4. Hold this position for 10 to 15 breaths.
5. For a deeper stretch, lean your entire body inward towards the wall. Repeat this process for the opposite leg.
Seated Calf Stretch
1. Sit on the floor with your feet stretched directly out in front of you.
2. Bring the left heel towards the buttocks, having your knee in an upright position.

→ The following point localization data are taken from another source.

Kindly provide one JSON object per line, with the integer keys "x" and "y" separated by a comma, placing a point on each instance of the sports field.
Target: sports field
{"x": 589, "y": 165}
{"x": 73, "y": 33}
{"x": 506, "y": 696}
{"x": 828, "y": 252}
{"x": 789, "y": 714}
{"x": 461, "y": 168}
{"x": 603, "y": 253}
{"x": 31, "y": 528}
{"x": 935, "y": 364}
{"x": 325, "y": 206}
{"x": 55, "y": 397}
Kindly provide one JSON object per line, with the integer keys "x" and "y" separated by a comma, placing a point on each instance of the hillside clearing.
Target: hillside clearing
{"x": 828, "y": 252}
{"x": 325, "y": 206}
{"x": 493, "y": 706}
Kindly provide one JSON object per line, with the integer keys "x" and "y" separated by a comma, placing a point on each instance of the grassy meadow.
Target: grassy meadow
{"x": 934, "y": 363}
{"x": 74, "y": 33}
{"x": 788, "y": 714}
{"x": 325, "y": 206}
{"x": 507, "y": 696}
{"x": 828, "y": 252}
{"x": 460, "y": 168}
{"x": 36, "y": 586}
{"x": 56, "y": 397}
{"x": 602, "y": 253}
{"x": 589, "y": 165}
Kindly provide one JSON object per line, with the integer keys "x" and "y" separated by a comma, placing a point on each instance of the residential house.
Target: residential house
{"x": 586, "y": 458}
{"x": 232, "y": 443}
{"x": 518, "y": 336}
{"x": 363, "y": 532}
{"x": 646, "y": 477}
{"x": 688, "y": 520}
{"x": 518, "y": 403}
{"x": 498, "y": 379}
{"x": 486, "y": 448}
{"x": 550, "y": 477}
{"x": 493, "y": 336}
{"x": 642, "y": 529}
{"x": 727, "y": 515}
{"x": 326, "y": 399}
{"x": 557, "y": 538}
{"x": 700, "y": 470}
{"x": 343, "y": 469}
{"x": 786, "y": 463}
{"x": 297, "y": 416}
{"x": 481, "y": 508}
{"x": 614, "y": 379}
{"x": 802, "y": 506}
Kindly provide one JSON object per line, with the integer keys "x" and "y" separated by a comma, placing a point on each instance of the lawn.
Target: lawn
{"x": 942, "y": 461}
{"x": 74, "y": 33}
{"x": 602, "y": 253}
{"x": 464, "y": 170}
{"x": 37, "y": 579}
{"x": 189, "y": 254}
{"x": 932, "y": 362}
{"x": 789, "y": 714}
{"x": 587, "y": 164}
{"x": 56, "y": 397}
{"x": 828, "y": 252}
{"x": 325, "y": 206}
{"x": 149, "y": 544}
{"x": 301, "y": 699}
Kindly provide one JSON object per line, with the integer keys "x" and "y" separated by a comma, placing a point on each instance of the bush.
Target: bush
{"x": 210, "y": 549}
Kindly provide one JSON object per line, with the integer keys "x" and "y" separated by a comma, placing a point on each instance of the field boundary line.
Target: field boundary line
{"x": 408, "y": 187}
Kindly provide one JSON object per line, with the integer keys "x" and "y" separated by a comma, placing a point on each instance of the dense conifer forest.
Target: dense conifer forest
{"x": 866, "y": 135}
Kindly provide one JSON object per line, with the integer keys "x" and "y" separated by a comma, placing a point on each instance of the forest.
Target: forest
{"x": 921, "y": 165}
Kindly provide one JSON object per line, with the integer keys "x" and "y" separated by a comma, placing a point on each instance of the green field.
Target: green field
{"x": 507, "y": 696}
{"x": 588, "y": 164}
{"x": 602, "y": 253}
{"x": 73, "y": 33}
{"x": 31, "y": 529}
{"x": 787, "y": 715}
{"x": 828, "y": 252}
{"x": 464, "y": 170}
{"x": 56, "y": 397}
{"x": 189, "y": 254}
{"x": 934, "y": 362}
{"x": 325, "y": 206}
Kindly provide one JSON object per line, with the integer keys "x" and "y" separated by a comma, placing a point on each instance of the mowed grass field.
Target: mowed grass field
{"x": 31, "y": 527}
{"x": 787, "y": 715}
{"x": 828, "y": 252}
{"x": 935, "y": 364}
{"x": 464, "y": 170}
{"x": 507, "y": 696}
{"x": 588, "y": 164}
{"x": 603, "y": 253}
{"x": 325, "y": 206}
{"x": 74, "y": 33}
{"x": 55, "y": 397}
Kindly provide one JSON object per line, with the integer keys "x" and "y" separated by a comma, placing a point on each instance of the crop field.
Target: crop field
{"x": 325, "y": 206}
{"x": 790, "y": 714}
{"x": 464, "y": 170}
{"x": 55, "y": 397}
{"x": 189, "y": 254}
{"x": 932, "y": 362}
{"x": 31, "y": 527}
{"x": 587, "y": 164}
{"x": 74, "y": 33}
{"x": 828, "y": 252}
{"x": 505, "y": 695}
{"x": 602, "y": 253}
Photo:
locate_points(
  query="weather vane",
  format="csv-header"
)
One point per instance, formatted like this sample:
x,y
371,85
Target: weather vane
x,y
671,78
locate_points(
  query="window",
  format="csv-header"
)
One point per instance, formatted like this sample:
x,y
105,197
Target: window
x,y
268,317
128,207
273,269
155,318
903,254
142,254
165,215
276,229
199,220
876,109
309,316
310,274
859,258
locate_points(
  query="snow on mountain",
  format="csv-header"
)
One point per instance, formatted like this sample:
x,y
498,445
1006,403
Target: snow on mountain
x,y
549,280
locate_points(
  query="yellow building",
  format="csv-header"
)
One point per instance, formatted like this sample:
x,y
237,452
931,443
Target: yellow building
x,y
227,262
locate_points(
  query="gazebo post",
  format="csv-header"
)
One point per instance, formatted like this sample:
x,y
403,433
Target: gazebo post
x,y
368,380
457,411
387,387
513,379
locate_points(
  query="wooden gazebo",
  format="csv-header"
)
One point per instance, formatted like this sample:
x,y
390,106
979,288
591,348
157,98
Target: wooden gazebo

3. Using a band around the right forefoot, gently lean inward and pull the band level towards the hips. (In the absence of a stretch band, you may lean inwards and reach your hands towards the toes).
4. Hold for 5 to 10 slow, calm breaths. Gently release slowly and repeat on the other side.
The Ball Stretch
1. With bare feet or in thin socks, place a tennis ball or lacrosse ball underneath your foot starting at the center. Use a wall or table to brace yourself securely.
2. Slowly roll the ball between the arch, the heel, and the forefoot applying a generous amount of weight onto the ball.
3. Repeat on the other foot.
4. (This stretch can help loosen up your plantar fascia, making it much less likely to become irritated. Put enough pressure on the ball to get a deep massage. You may feel some soreness but keep working that area slowly until it gets better. Back off if you feel any significant pain.)
1. While seated in a chair, grasp the heel of the foot with one hand while using your other hand to bend the toes upward enough to feel a nice stretch in the bottom of the foot and toes; hold for 10 to 15 calm breaths.
2. Next, bend the toes into the opposite downward position; feeling for a comfortable stretch on the top of the foot. Hold this position for 15 to 20 calm breaths as well.
3. Practice these two positions back and forth.
By using supportive insoles and stretches together, many people have found relief from plantar fasciitis.